Learning About Language Assessment: Dilemmas, Decisions, and Directions – K.M. Bailey

(en español)

Learning About Language Assessment - Bailey 1998As I read my way through Kathleen M. Bailey’s book about assessment (1998), I was reminded of a nightmare I had during my student teaching experience in a multilingual third grade public school classroom:

I was back in Berkeley.  An anti-abortion group calling itself NWEA had called for a protest at the house a teenage girl who had been raped.  This was an organization known for terrorizing not only abortion providers, but people who get abortions as well.  They used strategies that had been developed and perfected by the KKK in the height of the Jim Crow era.  There was therefore a call by others for people to come out and support the family.  I arrived early but didn’t see the house as I approached.  It looked to be a vacant lot between two office buildings, but when I came to the corner of the office building and looked into the lot, I could see the small dilapidated house tucked back and hidden away, blocked from view by the high rises on either side.

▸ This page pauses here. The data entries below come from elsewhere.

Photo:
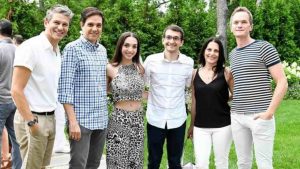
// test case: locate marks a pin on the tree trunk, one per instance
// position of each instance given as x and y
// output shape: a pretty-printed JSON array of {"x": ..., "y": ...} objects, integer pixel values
[{"x": 222, "y": 11}]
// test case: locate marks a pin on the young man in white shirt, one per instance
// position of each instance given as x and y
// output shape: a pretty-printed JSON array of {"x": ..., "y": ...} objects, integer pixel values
[
  {"x": 34, "y": 88},
  {"x": 168, "y": 74}
]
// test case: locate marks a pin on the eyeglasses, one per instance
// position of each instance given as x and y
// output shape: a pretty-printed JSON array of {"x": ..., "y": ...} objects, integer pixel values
[{"x": 175, "y": 38}]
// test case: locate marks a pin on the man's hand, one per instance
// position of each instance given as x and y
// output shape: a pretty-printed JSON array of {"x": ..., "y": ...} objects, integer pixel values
[
  {"x": 74, "y": 131},
  {"x": 34, "y": 130}
]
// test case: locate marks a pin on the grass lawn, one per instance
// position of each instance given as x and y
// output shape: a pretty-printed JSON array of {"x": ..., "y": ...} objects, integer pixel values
[{"x": 287, "y": 140}]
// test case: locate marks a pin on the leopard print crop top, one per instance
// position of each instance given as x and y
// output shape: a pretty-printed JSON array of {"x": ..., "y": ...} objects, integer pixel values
[{"x": 128, "y": 84}]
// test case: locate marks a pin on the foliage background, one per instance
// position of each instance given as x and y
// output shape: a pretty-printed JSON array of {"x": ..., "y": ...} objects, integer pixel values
[{"x": 277, "y": 21}]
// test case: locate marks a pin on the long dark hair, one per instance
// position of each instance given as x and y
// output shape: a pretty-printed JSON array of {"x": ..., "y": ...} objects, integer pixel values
[
  {"x": 220, "y": 63},
  {"x": 117, "y": 58}
]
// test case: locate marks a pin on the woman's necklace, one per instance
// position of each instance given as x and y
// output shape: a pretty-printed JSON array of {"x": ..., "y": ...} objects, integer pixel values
[{"x": 208, "y": 75}]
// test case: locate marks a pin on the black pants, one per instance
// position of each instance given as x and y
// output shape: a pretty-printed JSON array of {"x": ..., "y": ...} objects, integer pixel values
[{"x": 156, "y": 139}]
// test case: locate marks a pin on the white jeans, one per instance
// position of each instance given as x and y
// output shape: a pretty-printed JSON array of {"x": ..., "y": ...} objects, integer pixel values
[
  {"x": 60, "y": 138},
  {"x": 247, "y": 132},
  {"x": 204, "y": 139}
]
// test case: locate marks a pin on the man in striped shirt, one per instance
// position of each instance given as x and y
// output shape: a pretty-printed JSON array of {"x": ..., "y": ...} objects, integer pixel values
[{"x": 253, "y": 64}]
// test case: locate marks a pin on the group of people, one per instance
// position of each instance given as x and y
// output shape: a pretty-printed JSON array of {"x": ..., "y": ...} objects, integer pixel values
[{"x": 82, "y": 76}]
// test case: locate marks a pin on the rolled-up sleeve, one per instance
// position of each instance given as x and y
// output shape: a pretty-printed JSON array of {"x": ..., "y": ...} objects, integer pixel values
[{"x": 66, "y": 80}]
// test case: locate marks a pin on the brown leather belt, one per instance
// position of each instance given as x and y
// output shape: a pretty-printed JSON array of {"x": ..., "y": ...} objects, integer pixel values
[{"x": 43, "y": 113}]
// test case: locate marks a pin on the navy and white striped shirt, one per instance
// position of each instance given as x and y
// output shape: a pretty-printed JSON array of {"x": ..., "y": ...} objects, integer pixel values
[
  {"x": 252, "y": 81},
  {"x": 83, "y": 82}
]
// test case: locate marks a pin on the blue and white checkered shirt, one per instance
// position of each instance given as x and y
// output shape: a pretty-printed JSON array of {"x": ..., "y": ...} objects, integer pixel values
[{"x": 83, "y": 82}]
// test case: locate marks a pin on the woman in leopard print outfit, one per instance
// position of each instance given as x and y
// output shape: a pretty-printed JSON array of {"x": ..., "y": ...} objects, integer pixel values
[{"x": 125, "y": 138}]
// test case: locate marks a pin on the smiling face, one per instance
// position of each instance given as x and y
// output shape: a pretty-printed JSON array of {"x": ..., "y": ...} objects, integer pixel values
[
  {"x": 240, "y": 25},
  {"x": 211, "y": 54},
  {"x": 172, "y": 41},
  {"x": 129, "y": 48},
  {"x": 56, "y": 28},
  {"x": 92, "y": 28}
]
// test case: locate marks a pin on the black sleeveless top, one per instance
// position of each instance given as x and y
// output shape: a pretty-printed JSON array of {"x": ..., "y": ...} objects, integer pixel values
[{"x": 212, "y": 109}]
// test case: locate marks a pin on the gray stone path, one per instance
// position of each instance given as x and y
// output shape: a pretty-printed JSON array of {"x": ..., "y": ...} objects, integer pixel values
[{"x": 61, "y": 160}]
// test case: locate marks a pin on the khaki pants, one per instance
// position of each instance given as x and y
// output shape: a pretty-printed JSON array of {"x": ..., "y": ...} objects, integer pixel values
[{"x": 36, "y": 150}]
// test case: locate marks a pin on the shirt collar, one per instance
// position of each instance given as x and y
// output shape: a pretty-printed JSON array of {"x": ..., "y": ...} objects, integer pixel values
[
  {"x": 6, "y": 40},
  {"x": 88, "y": 44},
  {"x": 181, "y": 58}
]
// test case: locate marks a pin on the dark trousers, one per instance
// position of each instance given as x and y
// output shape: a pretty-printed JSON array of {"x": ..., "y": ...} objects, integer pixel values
[
  {"x": 86, "y": 153},
  {"x": 156, "y": 139}
]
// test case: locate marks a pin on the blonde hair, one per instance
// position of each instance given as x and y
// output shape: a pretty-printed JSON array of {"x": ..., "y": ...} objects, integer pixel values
[{"x": 242, "y": 9}]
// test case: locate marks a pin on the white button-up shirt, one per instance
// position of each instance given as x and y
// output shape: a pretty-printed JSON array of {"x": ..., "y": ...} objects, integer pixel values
[
  {"x": 38, "y": 56},
  {"x": 167, "y": 81}
]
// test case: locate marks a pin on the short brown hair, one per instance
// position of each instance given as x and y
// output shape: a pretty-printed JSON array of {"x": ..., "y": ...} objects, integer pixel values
[{"x": 175, "y": 28}]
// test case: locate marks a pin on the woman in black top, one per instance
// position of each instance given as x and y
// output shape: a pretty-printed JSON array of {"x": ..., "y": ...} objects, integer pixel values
[{"x": 210, "y": 121}]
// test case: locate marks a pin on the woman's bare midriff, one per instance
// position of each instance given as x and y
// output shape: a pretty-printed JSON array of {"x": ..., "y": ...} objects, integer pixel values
[{"x": 128, "y": 105}]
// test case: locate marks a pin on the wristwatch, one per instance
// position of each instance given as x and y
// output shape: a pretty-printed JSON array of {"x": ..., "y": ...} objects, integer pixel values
[{"x": 32, "y": 122}]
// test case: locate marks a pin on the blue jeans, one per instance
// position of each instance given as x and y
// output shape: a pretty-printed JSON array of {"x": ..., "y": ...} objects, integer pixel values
[
  {"x": 86, "y": 153},
  {"x": 156, "y": 139},
  {"x": 7, "y": 113}
]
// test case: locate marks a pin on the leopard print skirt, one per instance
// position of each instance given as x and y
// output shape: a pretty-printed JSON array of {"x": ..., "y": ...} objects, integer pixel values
[{"x": 125, "y": 140}]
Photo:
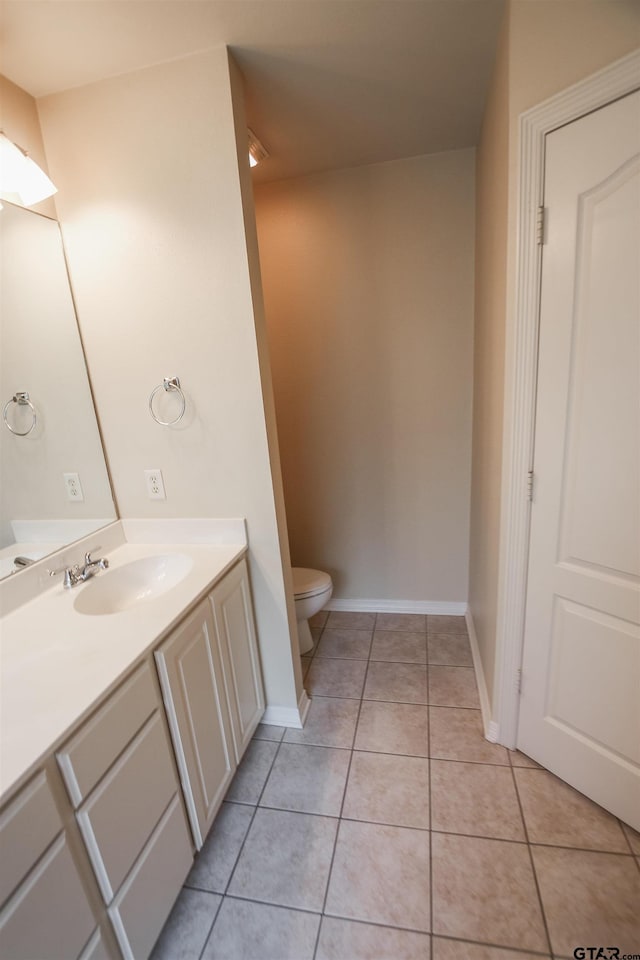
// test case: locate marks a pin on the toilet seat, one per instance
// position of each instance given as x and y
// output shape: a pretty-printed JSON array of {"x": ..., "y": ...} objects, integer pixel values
[{"x": 309, "y": 583}]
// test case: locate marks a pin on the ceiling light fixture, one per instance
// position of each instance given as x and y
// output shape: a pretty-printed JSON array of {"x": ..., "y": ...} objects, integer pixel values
[
  {"x": 257, "y": 150},
  {"x": 21, "y": 179}
]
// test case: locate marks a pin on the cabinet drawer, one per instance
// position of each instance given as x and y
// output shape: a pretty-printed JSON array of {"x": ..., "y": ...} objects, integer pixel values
[
  {"x": 49, "y": 915},
  {"x": 120, "y": 815},
  {"x": 27, "y": 827},
  {"x": 86, "y": 757},
  {"x": 95, "y": 949},
  {"x": 141, "y": 907}
]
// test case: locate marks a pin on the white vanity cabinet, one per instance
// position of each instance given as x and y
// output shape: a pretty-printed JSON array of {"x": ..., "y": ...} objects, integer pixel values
[
  {"x": 212, "y": 687},
  {"x": 46, "y": 910},
  {"x": 233, "y": 614},
  {"x": 120, "y": 776}
]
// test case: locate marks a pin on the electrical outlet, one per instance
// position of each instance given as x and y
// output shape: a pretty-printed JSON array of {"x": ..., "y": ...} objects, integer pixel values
[
  {"x": 155, "y": 485},
  {"x": 73, "y": 487}
]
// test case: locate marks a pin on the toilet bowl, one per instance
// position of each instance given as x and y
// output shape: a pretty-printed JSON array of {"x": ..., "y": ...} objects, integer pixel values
[{"x": 311, "y": 589}]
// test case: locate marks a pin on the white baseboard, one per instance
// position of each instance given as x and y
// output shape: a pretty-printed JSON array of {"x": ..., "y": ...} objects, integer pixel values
[
  {"x": 443, "y": 608},
  {"x": 288, "y": 716},
  {"x": 491, "y": 730}
]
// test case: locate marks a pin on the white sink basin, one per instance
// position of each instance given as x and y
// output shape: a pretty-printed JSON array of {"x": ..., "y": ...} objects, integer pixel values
[{"x": 126, "y": 586}]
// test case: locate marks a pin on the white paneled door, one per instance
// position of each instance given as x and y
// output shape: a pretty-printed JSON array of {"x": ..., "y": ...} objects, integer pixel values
[{"x": 580, "y": 697}]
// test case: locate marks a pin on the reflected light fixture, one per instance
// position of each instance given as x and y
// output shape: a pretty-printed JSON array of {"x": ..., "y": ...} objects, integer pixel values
[
  {"x": 257, "y": 151},
  {"x": 22, "y": 181}
]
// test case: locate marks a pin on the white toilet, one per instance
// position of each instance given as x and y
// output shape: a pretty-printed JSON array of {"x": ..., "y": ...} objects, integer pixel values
[{"x": 312, "y": 589}]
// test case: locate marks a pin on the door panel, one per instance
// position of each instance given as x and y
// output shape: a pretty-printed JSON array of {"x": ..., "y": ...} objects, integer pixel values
[{"x": 580, "y": 702}]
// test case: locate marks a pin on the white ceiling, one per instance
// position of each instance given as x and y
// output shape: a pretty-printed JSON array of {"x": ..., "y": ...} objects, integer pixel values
[{"x": 330, "y": 83}]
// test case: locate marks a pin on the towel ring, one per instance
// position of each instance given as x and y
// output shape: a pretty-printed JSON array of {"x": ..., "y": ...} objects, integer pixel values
[
  {"x": 169, "y": 384},
  {"x": 22, "y": 400}
]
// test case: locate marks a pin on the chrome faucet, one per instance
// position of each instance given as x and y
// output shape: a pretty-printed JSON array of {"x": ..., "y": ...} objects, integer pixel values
[{"x": 78, "y": 573}]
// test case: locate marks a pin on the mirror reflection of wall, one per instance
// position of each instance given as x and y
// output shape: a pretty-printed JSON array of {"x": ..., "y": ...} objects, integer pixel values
[{"x": 41, "y": 354}]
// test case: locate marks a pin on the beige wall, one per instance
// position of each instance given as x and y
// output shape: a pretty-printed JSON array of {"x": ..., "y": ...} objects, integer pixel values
[
  {"x": 550, "y": 44},
  {"x": 492, "y": 185},
  {"x": 368, "y": 282},
  {"x": 150, "y": 203}
]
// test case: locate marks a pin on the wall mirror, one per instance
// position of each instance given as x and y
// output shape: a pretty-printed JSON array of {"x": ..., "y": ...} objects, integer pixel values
[{"x": 54, "y": 484}]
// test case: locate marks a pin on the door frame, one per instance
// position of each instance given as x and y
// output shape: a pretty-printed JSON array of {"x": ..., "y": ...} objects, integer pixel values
[{"x": 615, "y": 81}]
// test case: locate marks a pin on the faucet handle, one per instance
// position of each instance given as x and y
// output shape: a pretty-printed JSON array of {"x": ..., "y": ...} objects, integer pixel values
[
  {"x": 70, "y": 574},
  {"x": 88, "y": 559}
]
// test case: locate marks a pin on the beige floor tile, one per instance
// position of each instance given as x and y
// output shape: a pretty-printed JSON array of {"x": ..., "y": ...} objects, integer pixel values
[
  {"x": 250, "y": 930},
  {"x": 336, "y": 678},
  {"x": 475, "y": 799},
  {"x": 556, "y": 813},
  {"x": 400, "y": 646},
  {"x": 519, "y": 759},
  {"x": 345, "y": 644},
  {"x": 589, "y": 899},
  {"x": 457, "y": 734},
  {"x": 450, "y": 650},
  {"x": 187, "y": 927},
  {"x": 351, "y": 621},
  {"x": 331, "y": 722},
  {"x": 214, "y": 864},
  {"x": 400, "y": 682},
  {"x": 380, "y": 874},
  {"x": 412, "y": 622},
  {"x": 285, "y": 859},
  {"x": 268, "y": 731},
  {"x": 251, "y": 775},
  {"x": 453, "y": 687},
  {"x": 437, "y": 624},
  {"x": 319, "y": 619},
  {"x": 353, "y": 940},
  {"x": 633, "y": 837},
  {"x": 393, "y": 728},
  {"x": 484, "y": 890},
  {"x": 388, "y": 789},
  {"x": 307, "y": 779},
  {"x": 462, "y": 950}
]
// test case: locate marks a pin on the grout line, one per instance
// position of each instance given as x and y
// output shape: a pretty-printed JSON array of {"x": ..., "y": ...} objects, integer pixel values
[
  {"x": 213, "y": 923},
  {"x": 497, "y": 946},
  {"x": 255, "y": 810},
  {"x": 242, "y": 845},
  {"x": 626, "y": 835},
  {"x": 430, "y": 761},
  {"x": 531, "y": 860},
  {"x": 344, "y": 793}
]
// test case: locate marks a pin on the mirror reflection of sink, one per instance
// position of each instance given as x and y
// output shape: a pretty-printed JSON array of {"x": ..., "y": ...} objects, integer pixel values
[{"x": 124, "y": 587}]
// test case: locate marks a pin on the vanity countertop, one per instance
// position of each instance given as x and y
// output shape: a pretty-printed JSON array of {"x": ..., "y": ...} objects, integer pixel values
[{"x": 56, "y": 664}]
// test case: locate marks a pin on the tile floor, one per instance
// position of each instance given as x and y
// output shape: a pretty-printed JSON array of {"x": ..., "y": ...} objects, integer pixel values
[{"x": 389, "y": 828}]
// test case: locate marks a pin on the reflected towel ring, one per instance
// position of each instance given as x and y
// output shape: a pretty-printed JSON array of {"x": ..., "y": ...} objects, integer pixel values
[
  {"x": 168, "y": 384},
  {"x": 22, "y": 400}
]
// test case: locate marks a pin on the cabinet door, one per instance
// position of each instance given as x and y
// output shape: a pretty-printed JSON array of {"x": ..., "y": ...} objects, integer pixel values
[
  {"x": 48, "y": 915},
  {"x": 192, "y": 684},
  {"x": 233, "y": 612}
]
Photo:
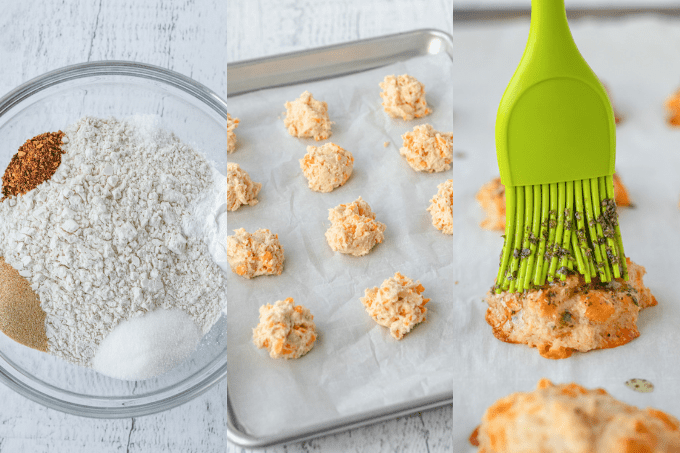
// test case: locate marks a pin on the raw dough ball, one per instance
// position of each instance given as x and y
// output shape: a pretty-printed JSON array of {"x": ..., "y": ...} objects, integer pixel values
[
  {"x": 428, "y": 150},
  {"x": 566, "y": 316},
  {"x": 404, "y": 97},
  {"x": 326, "y": 167},
  {"x": 442, "y": 207},
  {"x": 241, "y": 190},
  {"x": 673, "y": 107},
  {"x": 286, "y": 330},
  {"x": 397, "y": 304},
  {"x": 568, "y": 418},
  {"x": 307, "y": 117},
  {"x": 251, "y": 255},
  {"x": 231, "y": 137},
  {"x": 353, "y": 229}
]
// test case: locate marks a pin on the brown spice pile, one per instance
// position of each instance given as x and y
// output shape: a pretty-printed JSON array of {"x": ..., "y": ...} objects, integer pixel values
[
  {"x": 21, "y": 317},
  {"x": 34, "y": 163}
]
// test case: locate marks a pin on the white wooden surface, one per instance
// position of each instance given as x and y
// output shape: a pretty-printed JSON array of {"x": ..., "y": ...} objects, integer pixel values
[{"x": 195, "y": 38}]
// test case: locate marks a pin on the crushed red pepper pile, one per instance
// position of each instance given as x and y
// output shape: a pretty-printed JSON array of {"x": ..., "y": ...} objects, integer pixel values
[{"x": 34, "y": 163}]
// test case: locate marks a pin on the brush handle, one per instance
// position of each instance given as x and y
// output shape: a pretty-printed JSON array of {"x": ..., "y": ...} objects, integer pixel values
[{"x": 551, "y": 41}]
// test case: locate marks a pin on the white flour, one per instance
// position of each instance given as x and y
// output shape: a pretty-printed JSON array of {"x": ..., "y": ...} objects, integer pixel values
[{"x": 103, "y": 240}]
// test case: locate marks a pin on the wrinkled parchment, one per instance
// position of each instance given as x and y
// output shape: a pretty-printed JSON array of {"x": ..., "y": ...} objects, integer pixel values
[{"x": 355, "y": 366}]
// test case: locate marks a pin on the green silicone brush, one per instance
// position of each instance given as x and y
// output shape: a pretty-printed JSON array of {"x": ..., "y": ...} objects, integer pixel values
[{"x": 556, "y": 144}]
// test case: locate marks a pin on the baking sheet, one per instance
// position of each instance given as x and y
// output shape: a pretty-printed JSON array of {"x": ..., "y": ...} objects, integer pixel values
[
  {"x": 356, "y": 367},
  {"x": 638, "y": 59}
]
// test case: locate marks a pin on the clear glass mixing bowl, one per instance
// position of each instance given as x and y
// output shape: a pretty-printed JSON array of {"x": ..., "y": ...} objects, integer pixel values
[{"x": 104, "y": 89}]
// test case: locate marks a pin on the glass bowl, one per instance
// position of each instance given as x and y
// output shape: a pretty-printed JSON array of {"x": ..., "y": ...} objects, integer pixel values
[{"x": 113, "y": 88}]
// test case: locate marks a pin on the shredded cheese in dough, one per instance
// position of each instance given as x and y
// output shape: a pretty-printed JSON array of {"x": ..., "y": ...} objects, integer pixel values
[
  {"x": 354, "y": 230},
  {"x": 404, "y": 97},
  {"x": 326, "y": 167},
  {"x": 307, "y": 117},
  {"x": 252, "y": 255},
  {"x": 397, "y": 304},
  {"x": 231, "y": 136},
  {"x": 241, "y": 190},
  {"x": 426, "y": 149},
  {"x": 441, "y": 208}
]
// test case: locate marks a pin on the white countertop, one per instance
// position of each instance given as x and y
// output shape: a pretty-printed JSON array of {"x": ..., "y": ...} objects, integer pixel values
[{"x": 191, "y": 37}]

Right around the same time as I approached, so too did a parent of a former student who I’m “friends” with on Facebook [someone who I actually never friended on Facebook though I got to know them well from having two of their children in preschool and/or afterschool continuously over the course of about three years] .  The parent was asking me about my Facebook post asking for a pen.  I explained to her that I had posted that several hours earlier in the day and that I had already found a pen that I could use.  It was a friendly exchange, but I noticed that she went to the area that the NWEA members were gathering, so I left her and walked up to the house.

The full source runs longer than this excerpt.